Article VII – Officers
President: The President shall be the chief executive officer of the Association and shall preside at all meetings of the Association and of the Board. In the absence of the President at such meetings, the presiding officer shall be the Vice President, to be followed, in the Vice president’s absence, by the Treasurer, and then the Secretary.
The President shall have the power and authority to see that all orders and resolutions of the Association are carried into effect, shall give a report on the “State of the Association” at each Annual Meeting, and shall have such other powers and duties as may be voted by the Board.
Vice President: The Vice President shall support the President in the conduct of business and, in the President’s absence, shall act in his/her behalf.
Treasurer: The Treasurer shall collect and deposit in an Association bank account all money received from the payment of dues. He or she shall pay all authorized indebtedness, keep books of the accounts of the Association’s finances, and conduct such other duties as the Board may direct. The books shall be open for inspection of the Board. The Board may direct an audit of the books of the Treasurer. The Treasurer shall present a balance sheet, summarizing assets and liabilities of the Association at each meeting of the Board and also present a summary report of the financial condition of the Association at the Annual Meeting, including the current balance sheet and a projection of future income and expenses.

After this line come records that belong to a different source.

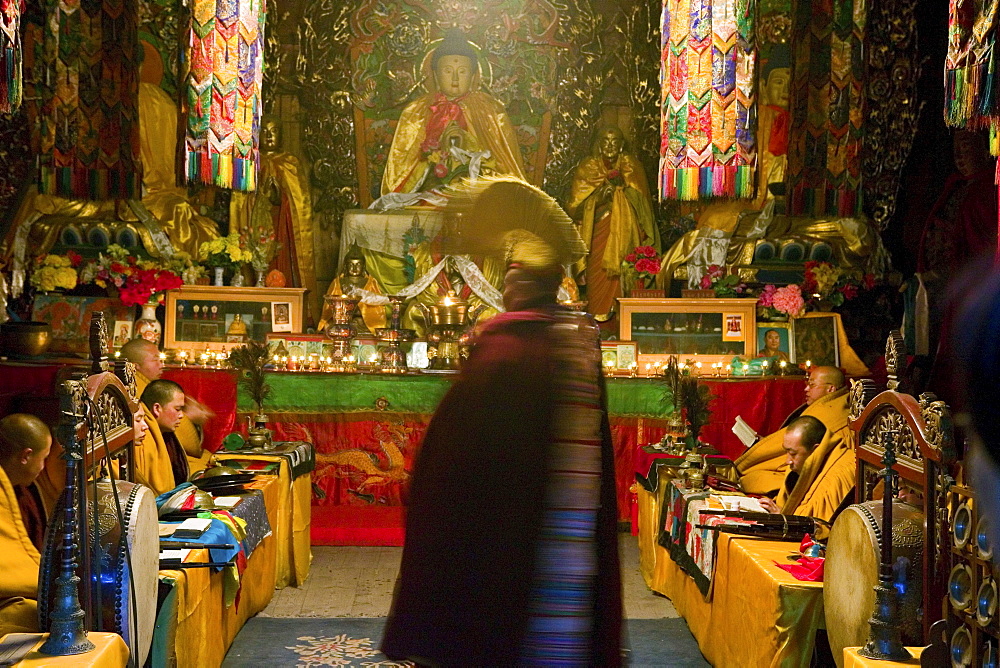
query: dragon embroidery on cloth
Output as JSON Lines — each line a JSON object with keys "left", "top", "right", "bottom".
{"left": 315, "top": 421, "right": 412, "bottom": 496}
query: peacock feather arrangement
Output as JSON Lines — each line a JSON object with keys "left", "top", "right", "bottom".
{"left": 228, "top": 341, "right": 272, "bottom": 415}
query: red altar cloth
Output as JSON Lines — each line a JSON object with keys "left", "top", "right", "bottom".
{"left": 0, "top": 363, "right": 65, "bottom": 418}
{"left": 161, "top": 367, "right": 238, "bottom": 453}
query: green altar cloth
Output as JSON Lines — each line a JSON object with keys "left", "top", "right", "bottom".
{"left": 237, "top": 372, "right": 673, "bottom": 418}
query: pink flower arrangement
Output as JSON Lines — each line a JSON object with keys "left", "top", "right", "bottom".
{"left": 771, "top": 284, "right": 806, "bottom": 317}
{"left": 623, "top": 245, "right": 660, "bottom": 278}
{"left": 757, "top": 283, "right": 777, "bottom": 308}
{"left": 699, "top": 265, "right": 725, "bottom": 290}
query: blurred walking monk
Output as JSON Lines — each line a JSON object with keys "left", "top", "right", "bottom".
{"left": 381, "top": 178, "right": 623, "bottom": 666}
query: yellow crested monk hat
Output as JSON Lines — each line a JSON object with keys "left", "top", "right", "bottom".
{"left": 442, "top": 176, "right": 588, "bottom": 274}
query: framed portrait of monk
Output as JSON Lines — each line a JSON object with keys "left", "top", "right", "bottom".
{"left": 791, "top": 313, "right": 839, "bottom": 368}
{"left": 618, "top": 298, "right": 757, "bottom": 367}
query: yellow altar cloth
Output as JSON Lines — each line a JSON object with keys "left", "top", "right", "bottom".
{"left": 637, "top": 476, "right": 824, "bottom": 667}
{"left": 843, "top": 647, "right": 923, "bottom": 666}
{"left": 1, "top": 632, "right": 129, "bottom": 667}
{"left": 157, "top": 476, "right": 279, "bottom": 668}
{"left": 214, "top": 451, "right": 313, "bottom": 588}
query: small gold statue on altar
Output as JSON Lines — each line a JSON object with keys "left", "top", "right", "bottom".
{"left": 317, "top": 243, "right": 387, "bottom": 334}
{"left": 380, "top": 30, "right": 526, "bottom": 196}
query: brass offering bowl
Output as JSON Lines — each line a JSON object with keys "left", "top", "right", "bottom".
{"left": 0, "top": 321, "right": 52, "bottom": 357}
{"left": 323, "top": 294, "right": 360, "bottom": 325}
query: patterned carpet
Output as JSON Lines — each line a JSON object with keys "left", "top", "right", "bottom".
{"left": 222, "top": 617, "right": 709, "bottom": 667}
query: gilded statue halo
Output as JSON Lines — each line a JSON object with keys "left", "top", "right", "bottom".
{"left": 418, "top": 36, "right": 493, "bottom": 93}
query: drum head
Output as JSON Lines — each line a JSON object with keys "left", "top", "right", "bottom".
{"left": 825, "top": 505, "right": 880, "bottom": 668}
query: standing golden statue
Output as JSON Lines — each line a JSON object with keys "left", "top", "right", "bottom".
{"left": 568, "top": 126, "right": 659, "bottom": 317}
{"left": 381, "top": 30, "right": 526, "bottom": 196}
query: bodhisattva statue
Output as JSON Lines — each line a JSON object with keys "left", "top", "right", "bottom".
{"left": 317, "top": 243, "right": 387, "bottom": 334}
{"left": 567, "top": 125, "right": 659, "bottom": 318}
{"left": 229, "top": 118, "right": 317, "bottom": 304}
{"left": 381, "top": 30, "right": 526, "bottom": 197}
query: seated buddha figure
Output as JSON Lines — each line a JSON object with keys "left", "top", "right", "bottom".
{"left": 568, "top": 125, "right": 659, "bottom": 318}
{"left": 380, "top": 30, "right": 526, "bottom": 198}
{"left": 318, "top": 243, "right": 387, "bottom": 334}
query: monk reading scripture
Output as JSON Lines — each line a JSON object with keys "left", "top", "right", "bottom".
{"left": 0, "top": 414, "right": 53, "bottom": 636}
{"left": 137, "top": 379, "right": 195, "bottom": 494}
{"left": 735, "top": 365, "right": 850, "bottom": 496}
{"left": 758, "top": 416, "right": 856, "bottom": 531}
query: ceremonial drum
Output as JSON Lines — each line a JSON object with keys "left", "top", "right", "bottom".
{"left": 823, "top": 500, "right": 925, "bottom": 668}
{"left": 39, "top": 480, "right": 159, "bottom": 666}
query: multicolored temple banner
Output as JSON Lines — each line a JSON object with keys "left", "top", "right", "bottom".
{"left": 659, "top": 0, "right": 757, "bottom": 201}
{"left": 784, "top": 0, "right": 865, "bottom": 218}
{"left": 945, "top": 0, "right": 999, "bottom": 129}
{"left": 31, "top": 0, "right": 142, "bottom": 200}
{"left": 0, "top": 0, "right": 23, "bottom": 113}
{"left": 182, "top": 0, "right": 265, "bottom": 191}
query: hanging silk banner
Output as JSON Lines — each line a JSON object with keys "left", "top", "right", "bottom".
{"left": 0, "top": 0, "right": 23, "bottom": 113}
{"left": 32, "top": 0, "right": 142, "bottom": 200}
{"left": 183, "top": 0, "right": 265, "bottom": 192}
{"left": 784, "top": 0, "right": 865, "bottom": 218}
{"left": 945, "top": 0, "right": 1000, "bottom": 129}
{"left": 659, "top": 0, "right": 757, "bottom": 201}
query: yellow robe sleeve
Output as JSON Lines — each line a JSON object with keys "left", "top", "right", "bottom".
{"left": 382, "top": 97, "right": 434, "bottom": 195}
{"left": 0, "top": 467, "right": 41, "bottom": 636}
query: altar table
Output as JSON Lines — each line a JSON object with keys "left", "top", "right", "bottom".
{"left": 636, "top": 465, "right": 825, "bottom": 667}
{"left": 153, "top": 475, "right": 280, "bottom": 668}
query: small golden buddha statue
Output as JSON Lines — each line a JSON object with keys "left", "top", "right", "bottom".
{"left": 317, "top": 243, "right": 387, "bottom": 334}
{"left": 227, "top": 313, "right": 248, "bottom": 341}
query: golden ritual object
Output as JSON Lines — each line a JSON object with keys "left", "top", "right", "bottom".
{"left": 417, "top": 290, "right": 486, "bottom": 370}
{"left": 323, "top": 293, "right": 360, "bottom": 362}
{"left": 374, "top": 295, "right": 415, "bottom": 374}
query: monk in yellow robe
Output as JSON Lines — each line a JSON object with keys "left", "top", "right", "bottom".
{"left": 759, "top": 416, "right": 855, "bottom": 536}
{"left": 381, "top": 30, "right": 525, "bottom": 196}
{"left": 135, "top": 379, "right": 192, "bottom": 495}
{"left": 317, "top": 243, "right": 387, "bottom": 334}
{"left": 121, "top": 339, "right": 212, "bottom": 477}
{"left": 568, "top": 125, "right": 659, "bottom": 317}
{"left": 0, "top": 414, "right": 53, "bottom": 636}
{"left": 736, "top": 366, "right": 849, "bottom": 496}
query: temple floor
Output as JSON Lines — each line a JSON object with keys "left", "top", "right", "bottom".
{"left": 256, "top": 534, "right": 680, "bottom": 620}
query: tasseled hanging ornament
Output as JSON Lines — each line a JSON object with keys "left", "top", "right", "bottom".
{"left": 0, "top": 0, "right": 24, "bottom": 114}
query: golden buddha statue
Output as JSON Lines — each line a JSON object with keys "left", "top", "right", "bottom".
{"left": 317, "top": 243, "right": 387, "bottom": 334}
{"left": 381, "top": 30, "right": 526, "bottom": 196}
{"left": 567, "top": 125, "right": 659, "bottom": 317}
{"left": 230, "top": 118, "right": 317, "bottom": 316}
{"left": 226, "top": 313, "right": 248, "bottom": 340}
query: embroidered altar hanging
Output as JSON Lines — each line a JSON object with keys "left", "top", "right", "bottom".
{"left": 659, "top": 0, "right": 757, "bottom": 201}
{"left": 784, "top": 0, "right": 865, "bottom": 218}
{"left": 32, "top": 0, "right": 142, "bottom": 200}
{"left": 182, "top": 0, "right": 265, "bottom": 192}
{"left": 0, "top": 0, "right": 23, "bottom": 113}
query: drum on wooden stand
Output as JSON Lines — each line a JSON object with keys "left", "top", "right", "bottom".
{"left": 823, "top": 500, "right": 925, "bottom": 668}
{"left": 39, "top": 480, "right": 159, "bottom": 666}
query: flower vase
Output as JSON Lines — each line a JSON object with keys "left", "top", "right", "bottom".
{"left": 213, "top": 267, "right": 225, "bottom": 286}
{"left": 134, "top": 298, "right": 162, "bottom": 345}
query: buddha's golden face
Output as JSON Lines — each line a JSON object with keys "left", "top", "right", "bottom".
{"left": 597, "top": 129, "right": 624, "bottom": 162}
{"left": 762, "top": 68, "right": 790, "bottom": 108}
{"left": 260, "top": 120, "right": 280, "bottom": 152}
{"left": 434, "top": 55, "right": 473, "bottom": 98}
{"left": 345, "top": 257, "right": 365, "bottom": 278}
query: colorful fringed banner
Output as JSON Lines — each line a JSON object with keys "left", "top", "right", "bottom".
{"left": 785, "top": 0, "right": 864, "bottom": 218}
{"left": 945, "top": 0, "right": 1000, "bottom": 129}
{"left": 0, "top": 0, "right": 23, "bottom": 113}
{"left": 183, "top": 0, "right": 265, "bottom": 192}
{"left": 659, "top": 0, "right": 757, "bottom": 201}
{"left": 31, "top": 0, "right": 142, "bottom": 200}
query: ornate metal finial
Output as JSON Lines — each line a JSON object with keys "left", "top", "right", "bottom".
{"left": 858, "top": 428, "right": 911, "bottom": 661}
{"left": 849, "top": 378, "right": 879, "bottom": 422}
{"left": 918, "top": 392, "right": 956, "bottom": 460}
{"left": 39, "top": 379, "right": 94, "bottom": 656}
{"left": 89, "top": 312, "right": 109, "bottom": 375}
{"left": 115, "top": 359, "right": 137, "bottom": 401}
{"left": 885, "top": 330, "right": 906, "bottom": 391}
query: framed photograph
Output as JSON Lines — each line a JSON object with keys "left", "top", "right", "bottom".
{"left": 600, "top": 341, "right": 639, "bottom": 375}
{"left": 755, "top": 322, "right": 793, "bottom": 363}
{"left": 271, "top": 301, "right": 293, "bottom": 332}
{"left": 618, "top": 297, "right": 758, "bottom": 367}
{"left": 792, "top": 313, "right": 839, "bottom": 368}
{"left": 164, "top": 286, "right": 307, "bottom": 352}
{"left": 32, "top": 295, "right": 135, "bottom": 355}
{"left": 265, "top": 333, "right": 332, "bottom": 359}
{"left": 112, "top": 320, "right": 134, "bottom": 349}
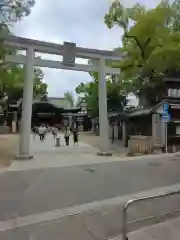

The Treasurer shall prepare and file all necessary tax statements.
Upon retiring from office, the Treasurer shall turn over to his or her successor all books, papers, vouchers, and funds belonging to the Association pertaining to the office.
Secretary: The Secretary shall keep records of all meetings of the Association and the Board, have custody of the documents of the Association, conduct the correspondence of the Association, record any amendments of the Bylaws of the Association, submit the Annual Report as required by the Commonwealth, and perform such other duties as may be directed by the Board. The Secretary shall make a written and verbal report at the Annual Meeting. The Secretary will provide copies of the Bylaws to members, upon request.
Executive Committee: The Executive Committee shall be responsible for the general management of the affairs of the Association and act on behalf of the Board between meetings of the full Board. Meetings of the Executive Committee shall be held at a time and place and in a manner selected by the President. A quorum, for the purpose of conducting business, shall consist of three members. The Executive Committee shall have the power to make purchases and enter into contracts for the ordinary expenses of the Association, but it shall have no power to commit the Association to a liability for any extraordinary debt or expense without the approval of the Board. The Secretary shall report any actions of the Executive Committee to the full Board at its next meeting.
Other Committees: The President shall have the power to appoint one or more committees as the Board shall direct.
Bond: Any officer or employee, if required by the Board, shall be bonded in such sum and with such security as the Board may require for the faithful performance of his or her duties.
Article VIII – Construction:
If there is any conflict between the provisions of the Articles of Organization and these Bylaws, the provisions of the Articles of Organization shall govern.
Article IX – Amendments:
Proposed changes to the Bylaws shall be made by a request in writing to the Secretary from any two members of the Board or by a petition from 10% of the eligible votes. Approval for such changes may be by a two-thirds vote of the Board or by a two-thirds vote of eligible votes present at the Annual Meeting.